De Fives, je connaissais le nom inscrit dans la litanie Caulier, Fives, Marbrerie, Pont de Bois stations de la ligne 1 du métro lillois dans lequel on s’engouffre arrivant en TGV de Paris pour rejoindre au plus vite le campus universitaire de Villeneuve d’Ascq.
Noms de lieux sous lesquels on passe sans en voir les couleurs, mais grâce à Lucien Suel je sais maintenant, pour Fives, que c’est D’azur et d’acier (pour parler comme un blason), mais aussi et surtout de brique. Tellement de briques, même, qu’il faut à la mise en page et à la typographie de son livre D’azur et d’acier savoir les empiler.
Lucien Suel a séjourné trois mois d’hiver en résidence d’écrivain à Fives, commune absorbée par la communauté urbaine lilloise, mais qui garde la distinction de son passé industriel chevillée à l’âme. Pas n’importe quel passé : à Fives, longtemps a mugi une usine dans laquelle on fabriquait des locomotives, de celles qui ont fait briller les rails sur les prairies les plus lointaines et cinématographiques, jusqu’au Far West.

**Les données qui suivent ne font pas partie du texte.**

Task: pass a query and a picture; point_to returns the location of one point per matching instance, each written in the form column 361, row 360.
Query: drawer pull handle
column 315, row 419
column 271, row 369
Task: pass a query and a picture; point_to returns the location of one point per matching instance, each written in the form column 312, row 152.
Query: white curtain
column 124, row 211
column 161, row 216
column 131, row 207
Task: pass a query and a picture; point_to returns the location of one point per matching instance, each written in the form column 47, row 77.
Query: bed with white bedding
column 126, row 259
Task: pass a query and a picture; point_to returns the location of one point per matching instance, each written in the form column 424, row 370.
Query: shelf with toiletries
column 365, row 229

Fabriquer des locomotives (des ponts et des ascenseurs aussi), ça vous classe et vous occupe une ville, surtout quand on en fabrique pendant 150 ans. Aussi, quand la production s’arrête, il vous reste
un coeur qui ne bat plus, un coeur en capilotade et un cerveau dispersé avec tous ceux qui ont travaillé ici, dont le vaste savoir-faire n’a été enseigné ou transmis à quiconque
(parmi eux, un certain Degeyter, le musicien de L’Internationale) et l’usine FCB, pour Fives-Cail-Babcock, – un concentré de puissance et d’intelligence – emprise muette et stérile contenue derrière son mur d’enceinte : 5 mètres de hauteur, en briques. En faire quoi ?
Alchimie heureuse du quotidien de l’écrivain résident (jusqu’au bifteck dans le frigo), d’une enquête sur le passé de l’usine et de la commune, de la rencontre de son présent, en causant avec celles et ceux qui l’entourent, en lisant le Canard de Fives, en marchant, en furetant, en se frottant par tous les pores à la ville, et de la “réduction” poétique des briques omniprésentes, le livre procure un singulier bonheur de lecture.

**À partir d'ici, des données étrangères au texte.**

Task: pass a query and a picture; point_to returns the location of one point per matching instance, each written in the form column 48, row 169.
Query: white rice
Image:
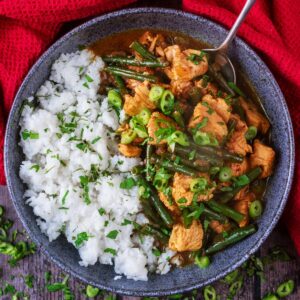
column 54, row 167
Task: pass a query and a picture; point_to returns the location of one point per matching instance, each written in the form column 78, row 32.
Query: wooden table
column 37, row 264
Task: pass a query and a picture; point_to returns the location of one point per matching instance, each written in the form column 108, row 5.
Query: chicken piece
column 181, row 88
column 239, row 168
column 170, row 205
column 133, row 105
column 186, row 239
column 219, row 105
column 207, row 87
column 253, row 117
column 238, row 143
column 182, row 67
column 218, row 227
column 181, row 189
column 215, row 123
column 264, row 157
column 242, row 206
column 130, row 150
column 158, row 121
column 132, row 83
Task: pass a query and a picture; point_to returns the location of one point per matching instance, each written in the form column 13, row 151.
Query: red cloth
column 272, row 28
column 27, row 28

Et ce n’est pas tout : les éditions La contre allée proposent sur leur site un complément audio à télécharger livre en main. Une petite merveille d’intelligence et de poésie croisant la voix de Lucien Suel et l’accordéon diatonique de Laure Chailloux. En complémentarité parfaite avec un livre bel objet.
Je crois bien que la prochaine fois que je roulerai en métro vers Villeneuve-d’Ascq, à Fives, je remonterai à l’air libre mettre mes pas dans ceux de Lucien Suel à la rencontre des orphelins des locomotives, privés encore du souffle de l’usine qui les portait au monde.
De Lucien Suel j’avais déjà beaucoup aimé Mort d’un jardinier et La patience de Mauricette, avec leurs couvertures à objets (brouette, panier) à la Table ronde. A suivre encore, sa présence blog et texte numérique, aussi avec Josiane Suel, chez publie.net.